Financial Instrument definition explained by professional forex trading experts, All you need to know about Financial Instrument types.
Financial Instrument definition
Financial instruments are monetary contracts between parties. They can be created, traded, modified and settled. They can be cash (currency), evidence of an ownership interest in an entity (share), or a contractual right to receive or deliver cash (bond).
International Accounting Standards IAS 32 and 39 define a financial instrument as “any contract that gives rise to a financial asset of one entity and a financial liability or equity instrument of another entity”.
Financial Instrument Types
Financial instruments can be either cash instruments or derivative instruments:
Cash instruments —instruments whose value is determined directly by the markets. They can be securities, which are readily transferable, and instruments such as loans and deposits, where both borrower and lender have to agree on a transfer.

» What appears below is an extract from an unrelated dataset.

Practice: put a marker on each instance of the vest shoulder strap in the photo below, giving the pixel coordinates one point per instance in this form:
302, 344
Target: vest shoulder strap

Derivative instruments —instruments which derive their value from the value and characteristics of one or more underlying entities such as an asset, index, or interest rate. They can be exchange-traded derivatives and over-the-counter (OTC) derivatives.
Alternatively, financial instruments may be categorized by “asset class” depending on whether they are equity-based (reflecting ownership of the issuing entity) or debt-based (reflecting a loan the investor has made to the issuing entity). If the instrument is debt, it can be further categorised into short-term (less than one year) or long-term. Foreign exchange instruments and transactions are neither debt- nor equity-based and belong in their own category.